Colleges will need to remain resilient to the changing demands of employers, while grounding students in rubrics and skills that virtually do not change. Employers will need to partner with schools to guarantee a healthy supply of skilled individuals. These two operations are inextricable from each other, and Luzzo’s collaborative spirit overarchs any attempt to unify schools and industry. How this unity takes place takes a lot of leverage by industry, to partner and influence academia; academia resembles the government, in its need to satisfy many, many interests with its massive resources.
The shape that industry influence takes, right now is very visible through grant giving to graduate schools. This we know well. Higher-level, esoteric skills are best cultivated in this way. However, the topic that heats up the discussion is how industry can reach into the undergraduate process, and into graduate programs without grant funding. How industry influences the vast majority of undergraduates and first year grad students remains the meatiest problem. And where industry fails to garner the interest, and stimulate the curiosity of this mass group, therein lies its inability to cultivate a high level workforce with any efficiency.

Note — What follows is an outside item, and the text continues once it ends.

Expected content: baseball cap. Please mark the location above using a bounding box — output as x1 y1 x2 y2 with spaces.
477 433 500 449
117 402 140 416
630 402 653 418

Luzzo’s insists that information technology will play a role in this landscape. I believe that when these essays were compiled in 2006, that the impact of social networks was very nascent. Only did people sense that somehow, ‘technology’ would insert itself into the problem. I think that lay people outside of technology in professional areas like management and economics, have a remarkable set of instincts in this regard. They know that big job engines like monster and dice are effective in assisting some units of the workforce to find meaningful work. But how industry will get involved with the students, and help them to find the right place for their personal interests, is an area yet unresolved. And it will be necessary to get the tools into their hands, perhaps on student’s terms, that will help bring the Luzzo circle of collaboration to fruition.